Acaba por la indigna bajeza de atribuir su fracaso a que “los nuestros nos han traicionado”: frase tan wagneriana como vil para Esquerra (cuyo líder sigue entre rejas) y mezquina para el resto. Acaba porque, como enfatizaba Tarradellas, los catalanes tragan mucho, pero nunca el ridículo (cósmico, añadiríamos).
Carles Puigdemont y bastantes de los suyos están pues definitivamente acabados en el espíritu de muchos de sus seguidores. Pero además el procés-2 queda en mantillas. El único programa, el único proyecto, la única estrategia y el único liderazgo que concitaban —a regañadientes—, la coyunda interesada entre los tres partidos secesionistas— era el “retorno” del presunto president presuntamente “legítimo”. Podrán quizá digerir este desastre, pero costará lo indecible, quizás anys i panys: habrá que improvisar programa, proyecto, estrategia y liderazgo. Y en un clima de desconfianzas y odios tribales.

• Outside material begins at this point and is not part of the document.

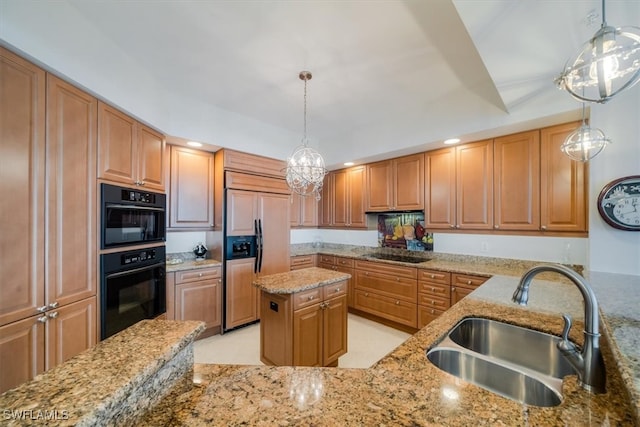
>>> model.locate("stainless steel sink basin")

Acaba Puigdemont como Pujol, con una confesión pública de indecencia en su conducta. La suya, la mentira y burla a los ciudadanos, se vislumbró ¿por azar? merced a una cámara. La de Pujol, colateral, la confesión escrita de haber ocultado su deslealtad con sus impuestos. Tanto monta. Luego vendrá otro vía crucis. Algún día próximo la judicatura inhabilitará a los que procese. Algún día los condenará a lo que sea. Y algún día, restablecida Cataluña, serán, ojalá, rescatados por la generosidad democrática para la vida civil. Pero no los prófugos que se han burlado hasta de sus más fieles y crédulos seguidores.